Amino Acids: eat your veggies
This is just an aside to remind us that we can get the amino acids we need from plant based diets. And likewise if we rely on veggies, we will also be getting more than just protein. One of the advantages of a more plant based (i didn't say vegetarian) diet is that well, you get a lot of protein from eating a range of veggies, we also get lots of other nutrients not found just in meats/dairy, and they are less energy and calorically dense. So we can eat rather a lot, volume wise. If we get a good mix of veggies and legumes, we don't need to worry too much either about whether or not we're getting whole proteins and all the essential amino acids we need.

Protein turnover, though, means that likely the worst thing to compromise in one's diet IS protein
a) because we're mainly organisms made up of protein and water.
b) because we don't store a lot of protein for re-use in the amino acid pools and
c) because the proteins in all parts of us are constantly being replenished

Muscle is still Protein, right?
Muscle is just one of the tissues in our body that requires and turns over protein regularly. If all tissue cells have protein as a part of them, then presumably sufficient protein needs to be available for all the metabolic signalling (hormones and enzymes) and new tissue building (more amino acids), and sufficient energy stores need to be available to support the building process (ATP).

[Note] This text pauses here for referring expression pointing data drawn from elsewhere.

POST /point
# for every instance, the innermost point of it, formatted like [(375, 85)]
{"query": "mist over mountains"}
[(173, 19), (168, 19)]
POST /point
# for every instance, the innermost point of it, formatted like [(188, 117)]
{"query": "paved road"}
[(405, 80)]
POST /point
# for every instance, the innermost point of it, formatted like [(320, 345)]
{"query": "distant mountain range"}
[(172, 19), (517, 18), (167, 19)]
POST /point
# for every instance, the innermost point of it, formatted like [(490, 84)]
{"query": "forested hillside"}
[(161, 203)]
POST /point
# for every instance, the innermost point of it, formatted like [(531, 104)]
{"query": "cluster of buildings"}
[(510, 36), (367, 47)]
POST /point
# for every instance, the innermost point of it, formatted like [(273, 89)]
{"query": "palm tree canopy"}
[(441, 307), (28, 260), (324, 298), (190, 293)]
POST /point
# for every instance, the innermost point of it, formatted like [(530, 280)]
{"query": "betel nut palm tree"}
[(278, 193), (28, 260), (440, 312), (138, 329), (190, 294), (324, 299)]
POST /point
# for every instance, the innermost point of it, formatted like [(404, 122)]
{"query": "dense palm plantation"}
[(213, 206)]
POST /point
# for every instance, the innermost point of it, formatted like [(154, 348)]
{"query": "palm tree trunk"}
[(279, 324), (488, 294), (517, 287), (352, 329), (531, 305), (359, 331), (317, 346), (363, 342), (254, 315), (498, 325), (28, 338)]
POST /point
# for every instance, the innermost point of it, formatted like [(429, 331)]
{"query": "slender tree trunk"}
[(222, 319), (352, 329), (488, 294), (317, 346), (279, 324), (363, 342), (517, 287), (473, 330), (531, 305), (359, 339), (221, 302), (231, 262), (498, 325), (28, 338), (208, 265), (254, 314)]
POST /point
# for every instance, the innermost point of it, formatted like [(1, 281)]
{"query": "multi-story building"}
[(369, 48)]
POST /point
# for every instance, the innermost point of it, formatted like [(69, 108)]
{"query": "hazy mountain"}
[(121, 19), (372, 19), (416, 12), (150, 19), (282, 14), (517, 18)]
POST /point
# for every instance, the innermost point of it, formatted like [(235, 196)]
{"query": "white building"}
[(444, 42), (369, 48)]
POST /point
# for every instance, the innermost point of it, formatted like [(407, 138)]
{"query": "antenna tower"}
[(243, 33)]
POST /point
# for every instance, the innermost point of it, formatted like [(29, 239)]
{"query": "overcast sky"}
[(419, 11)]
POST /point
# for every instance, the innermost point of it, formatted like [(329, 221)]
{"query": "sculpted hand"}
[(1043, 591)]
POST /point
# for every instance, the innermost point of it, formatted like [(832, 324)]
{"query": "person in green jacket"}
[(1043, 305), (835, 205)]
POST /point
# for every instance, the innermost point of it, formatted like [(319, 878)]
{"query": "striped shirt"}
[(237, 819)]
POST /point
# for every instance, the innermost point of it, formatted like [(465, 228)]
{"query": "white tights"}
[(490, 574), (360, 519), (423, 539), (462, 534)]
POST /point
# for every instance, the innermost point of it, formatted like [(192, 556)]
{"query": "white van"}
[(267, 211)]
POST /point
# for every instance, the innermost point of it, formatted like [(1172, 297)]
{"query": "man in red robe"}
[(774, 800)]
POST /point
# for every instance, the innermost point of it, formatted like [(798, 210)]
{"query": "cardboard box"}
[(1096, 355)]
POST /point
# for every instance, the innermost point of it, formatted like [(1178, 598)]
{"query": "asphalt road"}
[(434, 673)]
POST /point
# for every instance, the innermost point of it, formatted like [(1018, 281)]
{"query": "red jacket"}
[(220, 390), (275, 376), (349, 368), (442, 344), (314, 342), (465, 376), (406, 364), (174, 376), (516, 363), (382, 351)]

Protein synthesis is, as best i understand, cells' DNA signalling to say there's a need to create more protein of some kind for a particular requirement - whether that's a requirement to generate more hormones or muscle tissue or antibodies.  Muscle use - when pushed to adapt to new stresses causes existing protein to breakdown in normal turn over and to be rebuilt, and rebuild more tissue as needed. The tissue is largely protein based. But so are the cells in our body.

Protein turnover (catabolism and anabolism) is happening all the time in all parts of the body, not just muscle, as cells die, get flushed and replaced. In muscle building we usually focus on protein synthesis - the generation of new protein - and crave anabolism and fear catabolism. We want MORE not less. But protein turnover, it seems from all the above, is important, and part of staying healthy, and effects more or less everything in our bodies.

How much protein to eat?
I'm not going to get into how much protein do we need. The 1g to 1lb of body weight is a pretty grounded heuristic for two reasons:
  • it's very difficult to go toxic on protein (discussed here), so potentially overeating protein in the mix of other nutrients  is likely ok if one's going to err on a given macronutrient.
  • but, lets remember that overeating ANY food pushing into caloric surplus means what's not needed goes to fat.
For more, also checking out Brad Pilon of Eat Stop Eat on protein research (for muscle building) is a very interesting read.
    The point of this piece is less about hypertrophy - of which we know so little - and more to share or to raise awareness that muscle building for our body is just one job that protein has to support in the organisms that are us. For me, kinda puts muscle building in perspective and no wonder we know so little about it, since it's a part of such an integrated protein dance.

    News note: I understand b2d buddy Mike T Nelson is doing a chapter of a book on Protein with Lonnie Lowery (of a neat theory on the Pump, discussed here)  - so will look forward to that.

    In the meantime, i sing the body electric may well be replaced with i sing the protein electric, from the smallest signal to cell to the building of that cell, protein is involved. How 'bout that?

    Beyond the links in this post, the Essentials of Sport and Exercise Nurtition (certification manual) by Berardi and Andrews along with  Exercise Physiology and Advanced Nutritionhelped inform this presentation. Any errors in presentation are mine.